When the article came out after passing peer review, the world was stunned to learn that undergrads could see the future – at least when images of a sexual nature were involved. Proven by science, certified by The Scientific Method™, the psychology world was thrown into chaos. The study was done properly, passed peer review, and published in a top field journal, with the same method that underlies all the other well-known results in the field. Still, the result was totally bonkers. What had gone wrong?
Or take the don of behavioral economics, Daniel Kahneman, whose many quirky experiments convinced an entire economics profession of individual irrationality and ultimately earned him the Nobel Prize. The psychological literature on so-called ‘priming,’ part of which is used by behavioral economists, suggested that tiny changes in settings can produce remarkably large impacts in behavior. For instance, subtly reminding people of money – through symbols or the clicking noise of coins – makes them behave more individualistically and less caring of others. “Disbelief is not an option,” wrote Kahneman in his famous best-seller Thinking, Fast and Slow, “you have no choice but to accept that the major conclusions of these [priming] studies are true.”

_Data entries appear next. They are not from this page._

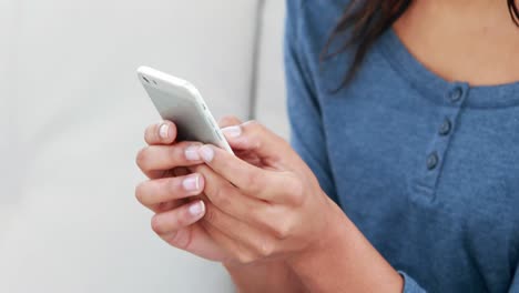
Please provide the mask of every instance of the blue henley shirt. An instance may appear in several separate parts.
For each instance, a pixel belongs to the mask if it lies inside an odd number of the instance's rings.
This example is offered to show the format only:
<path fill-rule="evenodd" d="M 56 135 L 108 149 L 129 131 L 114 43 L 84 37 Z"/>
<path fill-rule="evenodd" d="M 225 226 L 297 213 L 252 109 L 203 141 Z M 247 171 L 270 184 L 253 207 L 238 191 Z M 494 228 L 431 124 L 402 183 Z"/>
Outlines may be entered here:
<path fill-rule="evenodd" d="M 346 3 L 287 1 L 293 146 L 405 292 L 519 292 L 519 82 L 448 82 L 389 29 L 334 94 L 352 53 L 319 53 Z"/>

Beginning in the 2010s, psychologists tried to replicate these famous results and more. When tried elsewhere, with other students, better equipment, or larger samples – or sometimes with the exact same data – the same results wouldn’t emerge. How odd. Lab teams tried to replicate many established findings, coming up way short: “The replication crisis seems,” writes Ritchie, “with a snap of its fingers, to have wiped about half of all psychology research off the map.” There was something structurally wrong in the way that psychology found and displayed knowledge. Some research.